In order to make these dreams come true, let’s review what, exactly, passive voice and active voice are. It all has to do with the subject and verb of the sentence. If the subject of the sentence is performing the verb, then the sentence is in active voice. If the subject of the sentence is receiving the verb, then the sentence is in passive voice. Need an example? Here’s a sentence: Bill threw the ball. What’s the subject? Bill. What’s the verb? Threw. Now ask yourself this: Did the subject (Bill) perform the verb (threw)? The answer is yes, Bill did the throwing. Ta Da: Active Voice. Now look at this sentence: The ball was thrown by Bill. What’s the subject of the sentence? The ball. What’s the verb? Was thrown. Did the subject (the ball) perform the verb (was thrown)? Nope. Balls can’t throw. So this sentence is passive because the subject is receiving the verb rather than performing it. Now either sentence gives the audience the same bit of information: there was a ball, and Bill threw it. But which one is easier to read and less wordy? The active voice sentence is. Active voice is more personal, easier to understand, and more concise. That is why you want to use it in your writing. While you’re reminiscing about high school grammar, let’s take a quiz. Test yourself and see if you can identify the following sentences as either active or passive. Remember, the question to ask is if the subject is performing (active) or receiving (passive) the verb.

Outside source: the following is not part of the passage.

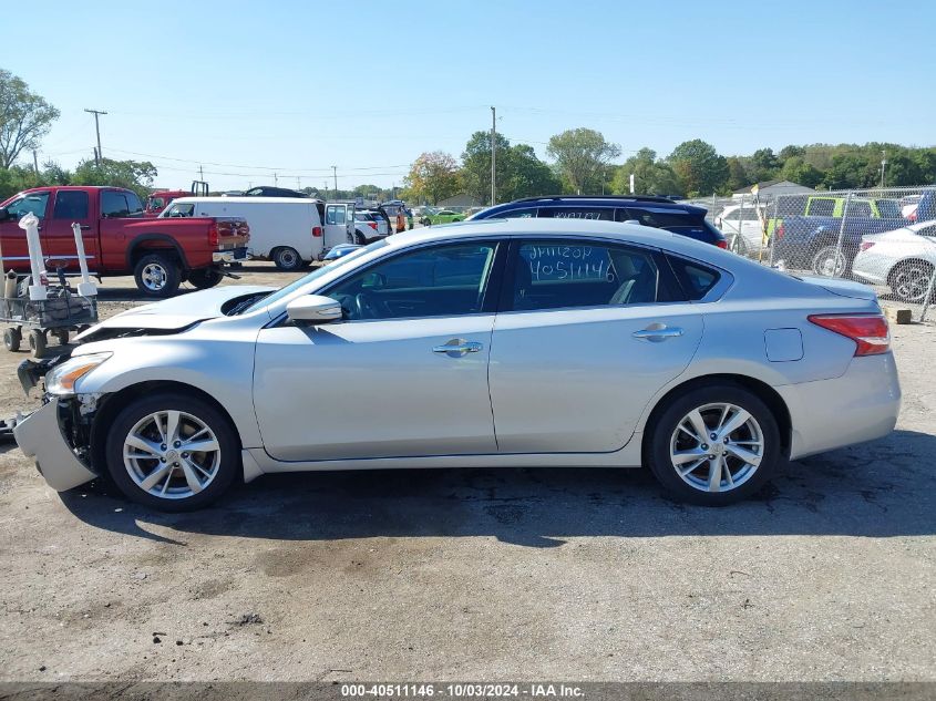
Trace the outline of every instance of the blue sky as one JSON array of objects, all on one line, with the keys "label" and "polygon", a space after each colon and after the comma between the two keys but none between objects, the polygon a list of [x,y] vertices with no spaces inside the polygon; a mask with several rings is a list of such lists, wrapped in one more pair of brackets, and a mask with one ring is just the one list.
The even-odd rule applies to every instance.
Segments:
[{"label": "blue sky", "polygon": [[[25,11],[25,10],[23,10]],[[400,184],[491,125],[545,158],[588,126],[667,154],[789,143],[936,144],[936,3],[62,2],[6,31],[0,66],[62,113],[40,158],[73,166],[106,110],[109,157],[157,185]],[[9,28],[13,29],[13,28]],[[146,154],[146,155],[141,155]],[[297,179],[301,178],[301,179]]]}]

1. The paper was read by Jill.
2. The technician repaired the television.
3. The project was completed by the team.
4. I was pleased by the results of the test.
How did you do? Well, let’s check your answers. In sentence one, ‘the paper’ is the subject, and ‘was read’ is the verb. Did the paper do the reading? Nope: passive voice. Sentence two: ‘the technician’ is the subject, and ‘repaired’ is the verb. Did the technician do the repairing? Yes: active voice. Are you doing okay so far? Let’s check out the remaining two sentences: #3: passive (the project received completion, it didn’t complete); and #4: passive (I received the pleasing, I didn’t please). So now that you can identify the passive voice sentence, the real test is being able to rewrite it in active voice so both you and your grammar checker can be satisfied.
Each of the following sentences is written in passive voice. Rewrite each one to make it active.
1. Harold was pleased by the comedian’s jokes.
2. The trees were damaged by the tornado.
3. The meal was prepared by the chef.
4. I was reminded by your note to take out the trash.
Let’s see how you did. You would fix sentence #1 by writing: The comedian’s jokes pleased Harold. #2: The tornado damaged the trees. #3: The chef prepared the meal. #4: Your note reminded me to take out the trash. Notice how much easier the active voice is to understand; it’s less wordy and more concise writing, which makes editors and publishers much more happy, not to mention all of those English teachers out there.